PCA of normalized RNA-seq expression vectors labeled by cohort
Each sample represents one individual from one visit. There were no biological or technical replicates, but some of the acute samples were from the same person at multiple visits. Acute LD refers to the cohort of individuals at their initial visit; healthy refers to non-Lyme-exposed healthy control participant samples taken at several time points; and PTLD refers to the cohort of individuals diagnosed with PTLD.
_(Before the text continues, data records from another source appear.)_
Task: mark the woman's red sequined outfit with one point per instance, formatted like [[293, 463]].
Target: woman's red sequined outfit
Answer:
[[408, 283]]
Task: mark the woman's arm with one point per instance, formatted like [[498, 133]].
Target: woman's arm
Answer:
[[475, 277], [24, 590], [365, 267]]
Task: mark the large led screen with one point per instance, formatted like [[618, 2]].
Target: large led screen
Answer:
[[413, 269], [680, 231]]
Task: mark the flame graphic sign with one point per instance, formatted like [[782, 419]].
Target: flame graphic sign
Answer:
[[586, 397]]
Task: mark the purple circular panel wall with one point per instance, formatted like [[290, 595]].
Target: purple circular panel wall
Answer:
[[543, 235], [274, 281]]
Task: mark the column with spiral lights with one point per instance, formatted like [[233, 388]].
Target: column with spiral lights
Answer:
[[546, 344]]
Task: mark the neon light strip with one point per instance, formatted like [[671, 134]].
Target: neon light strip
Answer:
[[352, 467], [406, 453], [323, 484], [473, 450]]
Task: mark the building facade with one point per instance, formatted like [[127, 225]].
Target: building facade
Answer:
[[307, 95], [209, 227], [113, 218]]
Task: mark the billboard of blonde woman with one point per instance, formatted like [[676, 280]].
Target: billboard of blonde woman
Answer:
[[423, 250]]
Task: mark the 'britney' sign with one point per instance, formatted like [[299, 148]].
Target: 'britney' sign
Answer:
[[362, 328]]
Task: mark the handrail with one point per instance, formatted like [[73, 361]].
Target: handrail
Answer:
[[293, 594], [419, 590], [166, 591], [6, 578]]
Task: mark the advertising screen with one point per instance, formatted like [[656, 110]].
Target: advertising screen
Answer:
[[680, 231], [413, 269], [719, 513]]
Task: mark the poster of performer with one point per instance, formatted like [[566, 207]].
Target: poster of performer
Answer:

To explore the characteristics of the individuals with PTLD, we compared them with the healthy control and the acute LD groups. Differential expression analysis was followed by enrichment analysis (see STAR Methods). When comparing the individuals with PTLD with healthy controls, 1,213 genes were identified as significantly upregulated in PTLD and 803 were identified as significantly downregulated (limma-voom, Benjamini-Hochberg [BH]-adjusted p value < 0.01). The enrichment results are presented as bar charts along with links to the reports in Enrichr (Figures 2A and 2B). The upregulated genes are enriched for immune response genes and upregulation of the cell cycle. Specifically, MSigDB Hallmark sets are enriched for G2-M checkpoint and E2F transcription factor targets (Fisher’s exact test, p < 0.000005, q < 0.0001) and response to herpes simplex virus 1 infection (KEGG pathways, p < 5.3e−12, q < 1.54e−9). Interestingly, a significant number of DEGs are enriched for cilium components (Gene Ontology [GO: 0005929], p < 0.0006, q < 0.1) and cilium-related disorders (primary ciliary dyskinesia, p < 0.00008). Downregulated genes, when comparing individuals with PTLD with healthy controls, are enriched for Wnt pathway components (Wiki Pathways, Wnt signaling in kidney disease WP4150, p < 0.00001, q < 0.003) and spinal cord specification genes (Tissue Protein Expression from Human Proteome Map, adult spinal cord, p < 0.00009, q < 0.0027).
Figure 2.
Enrichment analysis of DEGs
(A) Enrichment results from Enrichr for significantly DEGs in controls versus PTLD up (up in PTLD). Full results across more libraries are available from https://maayanlab.cloud/Enrichr/enrich?dataset = 5c8c3715899dbaa6ce7aa17d3fe0e77d.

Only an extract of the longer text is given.